Speaking during the launch, Nneka Jethro-Iruobe, manager, tax regulatory and people service KPMG Nigeria, said directors’ fees for the Chairman of the Board typically differ from those paid to other NEDs. The median Directors’ Fees for the Chairman in the top 25 companies is almost twice that for the Other NEDs. The median fees are N4.2 million and N2.1 million for the Chairman and other NEDs, respectively.
She said over 50 percent of companies provide per diem to cover for living expenses and out-of-pocket expenses during official trips.
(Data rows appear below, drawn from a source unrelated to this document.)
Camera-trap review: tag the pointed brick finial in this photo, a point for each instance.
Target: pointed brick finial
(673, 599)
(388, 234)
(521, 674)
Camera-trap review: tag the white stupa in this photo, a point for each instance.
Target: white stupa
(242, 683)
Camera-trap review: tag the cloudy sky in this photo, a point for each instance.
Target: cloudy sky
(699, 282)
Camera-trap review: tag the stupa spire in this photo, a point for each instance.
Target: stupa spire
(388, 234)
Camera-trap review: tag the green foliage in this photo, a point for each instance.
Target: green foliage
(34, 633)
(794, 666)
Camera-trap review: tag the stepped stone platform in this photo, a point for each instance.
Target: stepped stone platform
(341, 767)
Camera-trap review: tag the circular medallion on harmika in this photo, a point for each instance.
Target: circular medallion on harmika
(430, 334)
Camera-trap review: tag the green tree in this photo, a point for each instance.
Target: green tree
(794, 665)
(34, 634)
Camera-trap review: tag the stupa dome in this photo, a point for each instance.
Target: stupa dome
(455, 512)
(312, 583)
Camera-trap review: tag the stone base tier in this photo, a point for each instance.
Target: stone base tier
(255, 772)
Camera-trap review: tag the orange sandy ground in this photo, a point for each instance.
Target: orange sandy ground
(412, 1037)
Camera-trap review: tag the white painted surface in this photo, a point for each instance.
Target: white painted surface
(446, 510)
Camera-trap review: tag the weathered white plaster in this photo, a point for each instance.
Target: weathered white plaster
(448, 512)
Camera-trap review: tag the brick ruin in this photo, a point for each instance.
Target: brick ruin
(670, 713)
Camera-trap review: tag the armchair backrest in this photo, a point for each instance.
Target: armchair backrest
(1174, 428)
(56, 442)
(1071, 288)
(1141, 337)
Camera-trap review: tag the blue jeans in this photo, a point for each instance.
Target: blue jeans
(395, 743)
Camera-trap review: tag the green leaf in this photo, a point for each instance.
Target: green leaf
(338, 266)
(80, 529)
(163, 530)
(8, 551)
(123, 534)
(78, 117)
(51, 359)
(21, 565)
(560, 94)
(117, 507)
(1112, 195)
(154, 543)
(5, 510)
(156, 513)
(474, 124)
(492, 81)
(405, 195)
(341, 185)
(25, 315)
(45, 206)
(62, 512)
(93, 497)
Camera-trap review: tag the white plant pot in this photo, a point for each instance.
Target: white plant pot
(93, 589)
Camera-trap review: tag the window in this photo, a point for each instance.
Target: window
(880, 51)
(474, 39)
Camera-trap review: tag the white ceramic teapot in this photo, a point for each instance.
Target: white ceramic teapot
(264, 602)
This amount may be sufficient for accommodation, feeding and/or transportation in situations where the Company does not directly provide any of these.
Status Car and Related Benefits (including Fuelling, Maintenance and Driver) are provided by over 50 percent of the companies to the Chairman of the Board only.
Boluwaji Apanpa, Senior Manager, Tax Regulatory and people service KPMG Nigeria, said the over-riding principle for setting remuneration should be to avoid paying more than is necessary. “Typically, the key remuneration include: company size and performance, responsibility and efforts required, competitiveness, financial size and Efficiency analysis.”
Damilola Akinduro, Manager, Tax, Regulatory and people service KPMG Nigeria, added that the objective of the analysis is to provide an indication of the relative size, level of productivity and efficiency across the participating companies which I’m turn gives an indication of their relative abilities to pay and sustain remuneration.